A router table is a stationary woodworking machine in which a vertically oriented spindle of a woodworking router mounted under the table protrudes from the machine table and can be spun at speeds typically between 3000 and 24,000 rpm. Cutter heads (router bits) may be mounted in the spindle chuck. As the workpiece is fed into the machine, the cutters mold a profile into it. The machine normally features a vertical fence, against which the workpiece is guided to control the horizontal depth of cut.
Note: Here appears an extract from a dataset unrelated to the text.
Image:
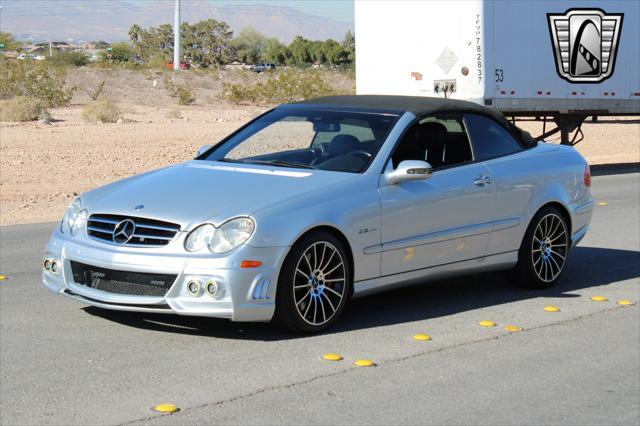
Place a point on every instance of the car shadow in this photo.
(588, 267)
Router tables are used to increase the versatility of a hand-held router, as each method of use is particularly suited to specific application, e.g. very large workpieces would be too large to support on a router table and must be routed with a hand-held machine, very small workpieces would not support a hand-held router and must be routed on a router table with the aid of pushtool accessories etc.

== Varieties ==
Router tables exist in three varieties:
- floor standing machines
- accessories bolted into table saws
- small bench-top machines

== Use ==
Router tables are used in one of three ways. In all cases, an accessory is used to direct the workpiece.
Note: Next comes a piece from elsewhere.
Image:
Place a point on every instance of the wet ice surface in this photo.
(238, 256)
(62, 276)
1. A fence is used, with the router bit partially emerging from the fence. The workpiece is then moved against the fence, and the exposed portion of the router bit removes material from the workpiece.
2. No fence is used. A template is affixed to the workpiece, and a router bit with a ball bearing guide is used. The ball bearing guide bears against the template, and the router bit removes material from the workpiece so as to make the workpiece the same shape as the template.
3. A "pin router" accessory is used. A pin router originally had a pin in the table that would trace the part and hung the router motor on an "over arm" that rose from one edge or corner of the router table, arced over the table, and descends directly (coaxially) towards the pin. This was a big safety concern as people's hand were very accessible to the cutter. In 1976, C.R. Onsrud patented the Inverted Pin Router that reversed the two and mounted the motor under the table and the guide pin on the "over arm". A template (with an interior recess on the top face removed) is affixed to the workpiece, and the guide pin is lowered into this recess. The template is then moved against the pin, carrying the workpiece against the spinning router bit and creating a duplicate of the patterned part.

== History ==
Router tables evolved as shop improvised tools. Individual woodworkers began taking routers, mounting them in an inverted position beneath a table, and using the routers' depth adjustment to raise the bit through a hole in the table surface.

Over time manufacturers began selling accessories (pre-made table tops, table legs, table inserts, fences, hold downs, vertical adjustment tools ("lifts"), etc.

Finally, manufacturers began selling complete packages, such as the Inverted Pin Router, which put them in the business of effectively selling wood shapers, the very tool that shop improvised router tables were created as inexpensive substitutes for.